Foto – Sergio Camargo
Presidente que liberar uso de fundos públicos para gastos com outras finalidades
O governo de Luiz Inácio Lula da Silva (PT) quer usar os recursos do saldo financeiro de oito fundos públicos, estimado em R$ 39 bilhões no ano passado, da forma como melhor lhe aprouver no período entre 2025 e 2030. É o que destaca o jornal O Estado de S. Paulo em editorial desta quinta-feira, 5.
O dispositivo consta de um projeto de lei complementar enviado pelo Executivo ao Congresso e vai autorizar a “livre aplicação” do superávit gerado pelos fundos, destinando recursos cuja aplicação é mais restrita – e que, por isso, permaneciam no caixa do Tesouro – para outras finalidades.
A proposta alcança o Fundo de Defesa de Direitos Difusos (FDD), o Fundo Nacional Antidrogas (Funad), o Fundo da Marinha Mercante (FMM), o Fundo Nacional de Aviação Civil (Fnac), o Fundo Nacional de Segurança e Educação de Trânsito (Funset), o Fundo do Exército, o Fundo Aeronáutico e o Fundo Naval.
Atualmente, o dinheiro desses fundos, quando não é gasto, ajuda a reduzir o déficit primário. Da forma como foi escrito, o texto possibilita o uso do dinheiro para três finalidades: abater a dívida pública; pagar despesas primárias, o que seria discutível; e repassar para bancos públicos, o que seria condenável.
O Ministério da Fazenda sustentou que o saldo vai ser usado para abater a dívida pública.
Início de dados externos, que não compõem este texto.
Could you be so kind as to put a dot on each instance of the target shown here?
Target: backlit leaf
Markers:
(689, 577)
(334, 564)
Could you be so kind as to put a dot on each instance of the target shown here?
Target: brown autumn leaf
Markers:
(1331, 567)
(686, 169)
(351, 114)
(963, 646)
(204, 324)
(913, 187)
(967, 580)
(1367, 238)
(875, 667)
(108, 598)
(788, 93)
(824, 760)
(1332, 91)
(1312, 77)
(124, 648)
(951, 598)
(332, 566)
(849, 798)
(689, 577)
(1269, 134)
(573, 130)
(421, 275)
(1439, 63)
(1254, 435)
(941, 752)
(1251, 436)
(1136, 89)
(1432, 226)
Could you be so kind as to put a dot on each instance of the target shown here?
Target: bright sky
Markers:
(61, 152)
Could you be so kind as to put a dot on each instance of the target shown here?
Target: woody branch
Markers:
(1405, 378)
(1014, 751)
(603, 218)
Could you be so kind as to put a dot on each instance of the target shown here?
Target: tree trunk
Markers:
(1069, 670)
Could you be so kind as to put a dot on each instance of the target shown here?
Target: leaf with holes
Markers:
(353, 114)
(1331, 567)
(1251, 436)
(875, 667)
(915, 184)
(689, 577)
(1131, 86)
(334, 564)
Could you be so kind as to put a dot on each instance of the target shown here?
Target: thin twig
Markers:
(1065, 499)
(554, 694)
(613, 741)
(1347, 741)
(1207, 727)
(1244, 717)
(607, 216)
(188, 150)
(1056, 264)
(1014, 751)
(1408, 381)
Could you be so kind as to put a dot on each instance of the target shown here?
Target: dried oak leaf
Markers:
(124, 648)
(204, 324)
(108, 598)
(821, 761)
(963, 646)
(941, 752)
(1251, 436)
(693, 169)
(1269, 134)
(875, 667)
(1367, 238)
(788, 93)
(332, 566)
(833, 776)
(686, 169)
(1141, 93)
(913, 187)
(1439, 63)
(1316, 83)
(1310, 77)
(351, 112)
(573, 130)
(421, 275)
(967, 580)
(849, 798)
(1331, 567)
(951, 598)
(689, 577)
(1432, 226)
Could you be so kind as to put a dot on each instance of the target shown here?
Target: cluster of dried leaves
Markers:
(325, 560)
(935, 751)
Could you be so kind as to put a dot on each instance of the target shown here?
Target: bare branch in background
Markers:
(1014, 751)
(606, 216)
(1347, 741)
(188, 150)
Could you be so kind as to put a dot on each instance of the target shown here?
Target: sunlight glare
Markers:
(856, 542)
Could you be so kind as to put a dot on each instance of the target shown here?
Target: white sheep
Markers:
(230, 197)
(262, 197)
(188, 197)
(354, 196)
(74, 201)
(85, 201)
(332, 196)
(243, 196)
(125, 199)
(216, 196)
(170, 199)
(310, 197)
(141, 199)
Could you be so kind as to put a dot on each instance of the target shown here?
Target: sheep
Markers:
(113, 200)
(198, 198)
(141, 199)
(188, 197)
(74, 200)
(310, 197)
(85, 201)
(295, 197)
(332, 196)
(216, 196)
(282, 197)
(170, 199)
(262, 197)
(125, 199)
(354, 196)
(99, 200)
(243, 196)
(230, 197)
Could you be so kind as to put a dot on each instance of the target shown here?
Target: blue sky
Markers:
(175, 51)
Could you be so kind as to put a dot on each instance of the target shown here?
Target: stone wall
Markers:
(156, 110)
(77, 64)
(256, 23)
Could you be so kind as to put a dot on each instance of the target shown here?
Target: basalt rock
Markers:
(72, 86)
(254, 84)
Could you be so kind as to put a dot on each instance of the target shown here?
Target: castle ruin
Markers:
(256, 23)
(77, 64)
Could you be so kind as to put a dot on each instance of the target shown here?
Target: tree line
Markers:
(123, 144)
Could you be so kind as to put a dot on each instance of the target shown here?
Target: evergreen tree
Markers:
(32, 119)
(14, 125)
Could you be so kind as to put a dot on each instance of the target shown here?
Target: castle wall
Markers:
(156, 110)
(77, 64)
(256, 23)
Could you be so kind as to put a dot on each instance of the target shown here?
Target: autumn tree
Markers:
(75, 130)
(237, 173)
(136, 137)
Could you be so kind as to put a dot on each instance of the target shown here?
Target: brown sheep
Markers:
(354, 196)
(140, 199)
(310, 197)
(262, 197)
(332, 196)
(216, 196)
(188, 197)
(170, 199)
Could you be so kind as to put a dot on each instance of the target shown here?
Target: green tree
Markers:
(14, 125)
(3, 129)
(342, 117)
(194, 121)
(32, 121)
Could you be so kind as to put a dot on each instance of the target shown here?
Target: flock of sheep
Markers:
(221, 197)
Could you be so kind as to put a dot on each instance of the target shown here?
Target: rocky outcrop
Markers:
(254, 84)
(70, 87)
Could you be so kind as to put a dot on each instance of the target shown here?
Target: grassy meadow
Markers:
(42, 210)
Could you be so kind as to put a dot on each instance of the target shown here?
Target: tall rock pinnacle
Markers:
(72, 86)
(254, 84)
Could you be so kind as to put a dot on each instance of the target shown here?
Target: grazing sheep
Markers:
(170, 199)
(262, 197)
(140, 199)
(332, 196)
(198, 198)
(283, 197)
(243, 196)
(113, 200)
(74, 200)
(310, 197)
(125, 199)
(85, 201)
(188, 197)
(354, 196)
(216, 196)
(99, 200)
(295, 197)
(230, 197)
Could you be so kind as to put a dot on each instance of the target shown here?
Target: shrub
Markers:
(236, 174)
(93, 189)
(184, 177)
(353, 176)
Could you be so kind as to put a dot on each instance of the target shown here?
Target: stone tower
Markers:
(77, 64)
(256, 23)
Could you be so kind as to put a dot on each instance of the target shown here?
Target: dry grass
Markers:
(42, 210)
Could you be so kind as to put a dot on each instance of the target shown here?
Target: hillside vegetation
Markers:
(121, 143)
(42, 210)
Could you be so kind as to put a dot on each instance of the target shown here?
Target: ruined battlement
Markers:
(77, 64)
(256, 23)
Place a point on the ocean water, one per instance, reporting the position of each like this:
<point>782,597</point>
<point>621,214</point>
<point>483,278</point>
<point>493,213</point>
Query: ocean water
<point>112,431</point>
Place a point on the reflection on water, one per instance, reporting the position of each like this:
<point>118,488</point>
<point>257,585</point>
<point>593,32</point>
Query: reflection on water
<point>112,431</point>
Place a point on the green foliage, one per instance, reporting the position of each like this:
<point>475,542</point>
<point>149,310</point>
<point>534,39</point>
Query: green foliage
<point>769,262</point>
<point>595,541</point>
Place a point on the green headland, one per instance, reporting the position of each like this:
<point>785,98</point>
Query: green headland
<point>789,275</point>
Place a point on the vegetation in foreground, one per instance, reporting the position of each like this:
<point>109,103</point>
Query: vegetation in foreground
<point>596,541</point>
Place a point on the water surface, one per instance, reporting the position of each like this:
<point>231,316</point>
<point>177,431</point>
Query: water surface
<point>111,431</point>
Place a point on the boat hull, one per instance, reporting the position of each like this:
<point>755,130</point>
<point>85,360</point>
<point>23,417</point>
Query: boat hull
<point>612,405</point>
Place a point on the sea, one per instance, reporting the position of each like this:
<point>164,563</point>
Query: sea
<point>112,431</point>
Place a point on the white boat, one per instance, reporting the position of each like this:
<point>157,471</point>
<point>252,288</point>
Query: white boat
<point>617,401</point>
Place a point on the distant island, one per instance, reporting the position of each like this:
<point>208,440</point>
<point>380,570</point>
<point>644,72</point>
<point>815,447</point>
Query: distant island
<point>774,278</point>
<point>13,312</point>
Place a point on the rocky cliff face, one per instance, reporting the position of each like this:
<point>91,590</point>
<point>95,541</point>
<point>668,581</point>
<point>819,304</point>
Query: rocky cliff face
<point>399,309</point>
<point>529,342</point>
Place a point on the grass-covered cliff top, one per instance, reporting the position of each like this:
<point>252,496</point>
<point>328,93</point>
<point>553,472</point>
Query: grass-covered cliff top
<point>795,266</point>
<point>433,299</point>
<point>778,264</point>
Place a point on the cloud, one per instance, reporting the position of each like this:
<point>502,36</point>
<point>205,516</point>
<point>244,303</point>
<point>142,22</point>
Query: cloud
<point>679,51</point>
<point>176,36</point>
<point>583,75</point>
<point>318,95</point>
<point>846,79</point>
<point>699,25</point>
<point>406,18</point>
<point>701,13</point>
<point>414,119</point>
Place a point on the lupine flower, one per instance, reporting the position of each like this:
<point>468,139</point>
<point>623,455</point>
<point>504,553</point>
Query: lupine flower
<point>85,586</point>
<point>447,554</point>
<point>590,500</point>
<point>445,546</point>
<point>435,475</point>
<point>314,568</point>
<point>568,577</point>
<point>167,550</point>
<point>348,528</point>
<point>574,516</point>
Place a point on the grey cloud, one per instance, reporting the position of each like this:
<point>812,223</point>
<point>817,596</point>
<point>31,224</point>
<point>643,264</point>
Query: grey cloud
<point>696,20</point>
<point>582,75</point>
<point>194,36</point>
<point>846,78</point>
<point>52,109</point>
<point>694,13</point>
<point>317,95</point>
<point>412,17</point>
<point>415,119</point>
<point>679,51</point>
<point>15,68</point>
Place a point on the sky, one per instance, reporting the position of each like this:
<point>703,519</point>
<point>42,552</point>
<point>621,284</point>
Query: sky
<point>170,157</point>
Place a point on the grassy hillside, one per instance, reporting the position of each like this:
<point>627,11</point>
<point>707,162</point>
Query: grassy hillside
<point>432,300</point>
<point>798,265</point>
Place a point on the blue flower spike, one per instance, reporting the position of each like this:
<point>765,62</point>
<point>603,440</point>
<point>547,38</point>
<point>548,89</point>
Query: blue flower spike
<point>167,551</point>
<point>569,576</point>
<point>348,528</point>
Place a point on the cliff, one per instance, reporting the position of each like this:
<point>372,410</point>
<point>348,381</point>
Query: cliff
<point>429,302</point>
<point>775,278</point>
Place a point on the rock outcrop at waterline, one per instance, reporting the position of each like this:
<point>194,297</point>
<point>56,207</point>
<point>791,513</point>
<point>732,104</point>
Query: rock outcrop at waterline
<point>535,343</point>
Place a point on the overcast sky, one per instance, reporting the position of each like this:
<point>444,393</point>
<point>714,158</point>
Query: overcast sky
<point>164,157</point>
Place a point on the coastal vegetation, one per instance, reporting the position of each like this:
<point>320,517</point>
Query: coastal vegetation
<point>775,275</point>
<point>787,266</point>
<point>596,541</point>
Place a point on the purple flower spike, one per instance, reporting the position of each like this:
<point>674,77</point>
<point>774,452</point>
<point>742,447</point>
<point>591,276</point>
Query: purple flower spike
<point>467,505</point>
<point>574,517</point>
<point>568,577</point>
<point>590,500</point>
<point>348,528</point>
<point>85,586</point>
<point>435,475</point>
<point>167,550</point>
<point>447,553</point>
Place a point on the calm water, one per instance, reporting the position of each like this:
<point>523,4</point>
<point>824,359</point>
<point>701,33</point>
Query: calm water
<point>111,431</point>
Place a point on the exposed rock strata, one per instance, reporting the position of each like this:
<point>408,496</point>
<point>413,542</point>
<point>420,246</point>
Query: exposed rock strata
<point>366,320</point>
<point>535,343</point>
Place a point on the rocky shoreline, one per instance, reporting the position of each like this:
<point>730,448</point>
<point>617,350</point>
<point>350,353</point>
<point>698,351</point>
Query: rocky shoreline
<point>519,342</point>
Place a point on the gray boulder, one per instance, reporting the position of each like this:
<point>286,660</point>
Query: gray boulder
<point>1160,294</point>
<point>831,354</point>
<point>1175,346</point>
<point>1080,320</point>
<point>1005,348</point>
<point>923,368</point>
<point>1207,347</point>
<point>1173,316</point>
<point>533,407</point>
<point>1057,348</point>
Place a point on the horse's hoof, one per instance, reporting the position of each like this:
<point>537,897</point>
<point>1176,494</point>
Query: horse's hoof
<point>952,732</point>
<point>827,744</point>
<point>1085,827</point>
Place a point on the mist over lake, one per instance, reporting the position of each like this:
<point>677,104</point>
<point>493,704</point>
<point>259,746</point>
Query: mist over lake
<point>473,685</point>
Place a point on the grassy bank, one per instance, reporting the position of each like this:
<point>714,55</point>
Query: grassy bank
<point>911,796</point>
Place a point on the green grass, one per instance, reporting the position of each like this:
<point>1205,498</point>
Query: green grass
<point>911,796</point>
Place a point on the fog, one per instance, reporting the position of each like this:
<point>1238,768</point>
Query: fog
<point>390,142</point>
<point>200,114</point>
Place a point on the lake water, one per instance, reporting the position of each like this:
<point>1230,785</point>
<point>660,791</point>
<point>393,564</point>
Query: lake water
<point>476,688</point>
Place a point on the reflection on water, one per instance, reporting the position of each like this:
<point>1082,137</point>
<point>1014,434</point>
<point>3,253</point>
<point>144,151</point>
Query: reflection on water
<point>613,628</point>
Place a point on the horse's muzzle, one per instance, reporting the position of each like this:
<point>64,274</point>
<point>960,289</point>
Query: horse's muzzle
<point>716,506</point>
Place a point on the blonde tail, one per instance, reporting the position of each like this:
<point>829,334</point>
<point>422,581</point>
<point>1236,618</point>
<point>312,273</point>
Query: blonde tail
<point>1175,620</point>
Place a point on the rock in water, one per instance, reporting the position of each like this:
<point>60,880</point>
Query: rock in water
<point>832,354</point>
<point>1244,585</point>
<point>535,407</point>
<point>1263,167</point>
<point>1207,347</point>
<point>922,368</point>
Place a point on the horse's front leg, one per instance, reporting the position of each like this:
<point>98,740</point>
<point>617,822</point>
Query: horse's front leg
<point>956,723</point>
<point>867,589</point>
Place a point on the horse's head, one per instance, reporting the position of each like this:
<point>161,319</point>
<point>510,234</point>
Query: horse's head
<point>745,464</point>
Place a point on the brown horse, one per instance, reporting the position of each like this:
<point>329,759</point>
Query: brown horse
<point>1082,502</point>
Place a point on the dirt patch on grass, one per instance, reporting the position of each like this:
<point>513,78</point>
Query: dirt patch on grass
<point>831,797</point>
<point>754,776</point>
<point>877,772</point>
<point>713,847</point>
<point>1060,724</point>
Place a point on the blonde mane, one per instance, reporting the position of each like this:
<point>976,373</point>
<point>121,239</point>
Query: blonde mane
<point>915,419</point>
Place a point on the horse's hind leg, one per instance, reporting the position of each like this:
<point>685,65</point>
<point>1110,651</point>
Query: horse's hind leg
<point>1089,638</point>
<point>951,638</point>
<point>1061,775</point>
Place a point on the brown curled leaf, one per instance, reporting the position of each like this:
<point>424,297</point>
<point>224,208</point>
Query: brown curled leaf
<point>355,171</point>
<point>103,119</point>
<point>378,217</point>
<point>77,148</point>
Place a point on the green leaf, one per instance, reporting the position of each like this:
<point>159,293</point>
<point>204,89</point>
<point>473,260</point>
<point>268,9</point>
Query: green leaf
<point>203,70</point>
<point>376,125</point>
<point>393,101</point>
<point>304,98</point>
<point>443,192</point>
Ao jornal Valor Econômico, a pasta justificou não haver a necessidade de explicitar essa informação no projeto de lei e disse que ela poderá ser incluída no texto ao longo da tramitação, caso os parlamentares considerem necessário – algo que, segundo o Estadão, parece evidente.
“Incluir essa informação na proposta antes de enviá-la ao Congresso teria sido uma iniciativa muito positiva e pouparia desgastes adicionais, haja vista que administrações petistas são pródigas em recorrer a medidas parafiscais para financiar políticas públicas”, diz o jornal. “Foi assim, por exemplo, que Lula, em seu segundo mandato, e Dilma Rousseff turbinaram o Banco Nacional de Desenvolvimento Econômico e Social.”
Para o Estadão, o fato de o governo não ter se antecipado aos mais que previsíveis questionamentos de especialistas sobre as brechas abertas pelo dispositivo mostra que a equipe econômica ainda não compreendeu que o cenário com o qual trabalhava não existe mais.
“Ao frustrar as expectativas que ele mesmo alimentou a respeito do pacote fiscal, o governo deu motivos para que o câmbio ultrapassasse a marca de R$ 6, a curva futura de juros atingisse 14% e o Ibovespa despencasse”, diz o texto.
Pacote de governo Lula provocou polêmica
O pacote tem medidas estruturais duras, entre elas mudanças no Benefício de Prestação Continuada (BPC) que vão dificultar a concessão do auxílio a pessoas com deficiência, como apontou artigo da senadora Mara Gabrilli (PSD-SP) publicado no Estadão.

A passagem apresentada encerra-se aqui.